Thomas Gordon FRSE (1714-1797) was a Scottish philosopher, mathematician and antiquarian. He was Professor of Humanity at King's College, Aberdeen. He was a co-founder of the Royal Society of Edinburgh in 1783.

==Life==

He was the son of Prof. George Gordon, Professor of Hebrew at King's College in Aberdeen. His grandfather, also George Gordon was Principal of the College in 1684. Thomas attended University of Aberdeen, graduating MA in 1731. He thereafter held various positions at the College from Regent to Professor of Greek and Philosophy.
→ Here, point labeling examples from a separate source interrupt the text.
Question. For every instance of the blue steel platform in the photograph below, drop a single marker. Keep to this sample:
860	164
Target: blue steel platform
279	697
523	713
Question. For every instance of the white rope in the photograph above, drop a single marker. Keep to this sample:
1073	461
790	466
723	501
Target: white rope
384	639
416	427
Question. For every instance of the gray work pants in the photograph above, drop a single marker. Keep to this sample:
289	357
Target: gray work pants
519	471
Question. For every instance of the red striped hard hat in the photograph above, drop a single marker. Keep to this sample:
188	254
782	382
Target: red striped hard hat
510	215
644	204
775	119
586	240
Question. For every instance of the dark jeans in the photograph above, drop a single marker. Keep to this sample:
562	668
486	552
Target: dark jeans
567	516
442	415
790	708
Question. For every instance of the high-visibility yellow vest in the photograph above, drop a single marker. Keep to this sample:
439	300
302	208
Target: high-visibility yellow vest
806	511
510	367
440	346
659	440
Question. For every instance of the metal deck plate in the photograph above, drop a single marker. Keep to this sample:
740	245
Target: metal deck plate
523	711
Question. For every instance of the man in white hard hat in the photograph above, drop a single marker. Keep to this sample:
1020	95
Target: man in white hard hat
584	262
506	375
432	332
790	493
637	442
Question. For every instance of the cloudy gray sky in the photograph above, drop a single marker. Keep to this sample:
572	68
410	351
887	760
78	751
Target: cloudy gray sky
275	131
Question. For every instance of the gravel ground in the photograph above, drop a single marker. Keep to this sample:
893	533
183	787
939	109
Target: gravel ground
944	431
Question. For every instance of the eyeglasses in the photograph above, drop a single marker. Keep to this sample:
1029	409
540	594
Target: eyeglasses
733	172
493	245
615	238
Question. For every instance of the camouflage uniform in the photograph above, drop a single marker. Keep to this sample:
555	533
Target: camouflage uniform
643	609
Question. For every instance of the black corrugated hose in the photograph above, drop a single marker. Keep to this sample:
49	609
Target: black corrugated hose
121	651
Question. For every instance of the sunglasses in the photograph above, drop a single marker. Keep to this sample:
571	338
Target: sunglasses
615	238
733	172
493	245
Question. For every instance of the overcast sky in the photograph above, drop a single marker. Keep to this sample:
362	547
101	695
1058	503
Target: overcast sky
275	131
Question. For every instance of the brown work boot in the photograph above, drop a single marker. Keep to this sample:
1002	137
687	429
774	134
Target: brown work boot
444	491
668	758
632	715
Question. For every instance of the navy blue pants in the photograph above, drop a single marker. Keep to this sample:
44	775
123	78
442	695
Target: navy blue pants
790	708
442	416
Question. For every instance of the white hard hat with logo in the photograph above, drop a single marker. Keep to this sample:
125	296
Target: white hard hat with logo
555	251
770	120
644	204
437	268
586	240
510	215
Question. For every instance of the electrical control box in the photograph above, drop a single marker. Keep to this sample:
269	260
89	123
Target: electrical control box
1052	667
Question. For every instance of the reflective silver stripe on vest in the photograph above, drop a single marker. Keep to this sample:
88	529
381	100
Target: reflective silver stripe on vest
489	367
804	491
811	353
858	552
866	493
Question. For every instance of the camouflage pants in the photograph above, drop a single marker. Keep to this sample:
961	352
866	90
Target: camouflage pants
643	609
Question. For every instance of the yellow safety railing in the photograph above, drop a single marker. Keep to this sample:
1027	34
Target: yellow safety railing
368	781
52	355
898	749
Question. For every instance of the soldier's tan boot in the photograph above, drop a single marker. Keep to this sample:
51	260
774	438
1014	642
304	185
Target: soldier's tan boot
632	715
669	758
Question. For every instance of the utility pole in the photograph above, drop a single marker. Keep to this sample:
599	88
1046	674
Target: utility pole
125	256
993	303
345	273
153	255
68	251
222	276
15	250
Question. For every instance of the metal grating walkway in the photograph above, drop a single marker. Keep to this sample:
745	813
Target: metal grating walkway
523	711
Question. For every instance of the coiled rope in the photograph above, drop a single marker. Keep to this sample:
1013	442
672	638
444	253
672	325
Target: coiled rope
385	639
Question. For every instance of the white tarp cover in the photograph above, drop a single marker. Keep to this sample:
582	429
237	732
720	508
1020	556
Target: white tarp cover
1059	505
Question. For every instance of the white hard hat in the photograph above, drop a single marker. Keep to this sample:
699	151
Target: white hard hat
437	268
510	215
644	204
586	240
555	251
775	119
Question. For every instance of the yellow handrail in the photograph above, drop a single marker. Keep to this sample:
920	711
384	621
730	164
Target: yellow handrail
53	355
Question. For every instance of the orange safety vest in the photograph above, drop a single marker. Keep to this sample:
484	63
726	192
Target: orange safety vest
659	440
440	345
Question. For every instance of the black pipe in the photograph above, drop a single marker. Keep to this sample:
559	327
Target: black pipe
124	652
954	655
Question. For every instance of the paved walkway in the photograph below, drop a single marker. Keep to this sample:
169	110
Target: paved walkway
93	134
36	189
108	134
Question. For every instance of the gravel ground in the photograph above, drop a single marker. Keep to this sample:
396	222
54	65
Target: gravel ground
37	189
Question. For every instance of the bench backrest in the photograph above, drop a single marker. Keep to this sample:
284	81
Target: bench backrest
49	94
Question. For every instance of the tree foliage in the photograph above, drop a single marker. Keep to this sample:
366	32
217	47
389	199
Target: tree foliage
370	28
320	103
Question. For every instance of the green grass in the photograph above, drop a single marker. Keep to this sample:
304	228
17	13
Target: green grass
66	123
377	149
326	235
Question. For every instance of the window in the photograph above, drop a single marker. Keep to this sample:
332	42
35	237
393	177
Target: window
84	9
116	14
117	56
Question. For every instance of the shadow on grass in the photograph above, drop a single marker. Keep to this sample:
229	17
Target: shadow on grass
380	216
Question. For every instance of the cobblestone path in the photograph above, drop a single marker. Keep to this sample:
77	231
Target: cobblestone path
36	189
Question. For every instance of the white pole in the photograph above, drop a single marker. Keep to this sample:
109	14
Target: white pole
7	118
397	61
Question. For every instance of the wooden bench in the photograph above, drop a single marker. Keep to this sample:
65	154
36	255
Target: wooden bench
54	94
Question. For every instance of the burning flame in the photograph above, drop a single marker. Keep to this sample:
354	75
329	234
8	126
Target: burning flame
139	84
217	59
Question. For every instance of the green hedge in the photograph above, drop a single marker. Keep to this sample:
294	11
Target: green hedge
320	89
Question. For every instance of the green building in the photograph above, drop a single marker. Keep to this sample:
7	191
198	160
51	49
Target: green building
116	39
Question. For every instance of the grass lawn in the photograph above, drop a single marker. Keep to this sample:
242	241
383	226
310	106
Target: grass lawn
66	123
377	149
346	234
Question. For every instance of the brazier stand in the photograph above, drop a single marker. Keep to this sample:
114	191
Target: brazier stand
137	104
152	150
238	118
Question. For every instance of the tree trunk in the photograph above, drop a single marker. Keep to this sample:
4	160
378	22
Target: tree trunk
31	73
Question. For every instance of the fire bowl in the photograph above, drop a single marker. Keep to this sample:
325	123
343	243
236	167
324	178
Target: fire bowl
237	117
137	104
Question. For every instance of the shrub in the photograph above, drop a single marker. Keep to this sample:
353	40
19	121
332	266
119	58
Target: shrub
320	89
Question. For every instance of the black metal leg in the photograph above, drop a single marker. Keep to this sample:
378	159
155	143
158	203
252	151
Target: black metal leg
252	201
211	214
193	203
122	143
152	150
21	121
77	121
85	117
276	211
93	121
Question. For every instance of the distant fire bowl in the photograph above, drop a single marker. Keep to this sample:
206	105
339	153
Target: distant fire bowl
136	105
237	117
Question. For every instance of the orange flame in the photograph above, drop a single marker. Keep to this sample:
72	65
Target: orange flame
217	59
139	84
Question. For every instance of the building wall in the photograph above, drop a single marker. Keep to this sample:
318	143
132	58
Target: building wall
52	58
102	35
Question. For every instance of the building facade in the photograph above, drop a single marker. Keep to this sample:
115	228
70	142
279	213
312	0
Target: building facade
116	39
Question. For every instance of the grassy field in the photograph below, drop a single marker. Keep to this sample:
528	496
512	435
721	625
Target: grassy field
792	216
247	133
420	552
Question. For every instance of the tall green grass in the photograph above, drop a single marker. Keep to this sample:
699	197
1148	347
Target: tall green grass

He was a member of the Aberdeen Philosophical Society from 1758 to 1773, and was one of the most active members of the Society, serving as secretary from 1761 - 1764 and again from 1767 - 1771. Here he debated with its founders Prof John Gregory, Prof Robert Trail and Dr David Skene, and other members such as Prof Alexander Gerard.

He taught Robert Eden Scott (1770-1811) (later Prof R E Scott), his grandson, at the College.

He died on 11 March 1797.

==Family==

His second daughter Margaret died in 1797.

His daughter Anna married Rev. Andrew Brown (d.1805).

His daughter Elizabeth was the mother of Robert Eden Scott.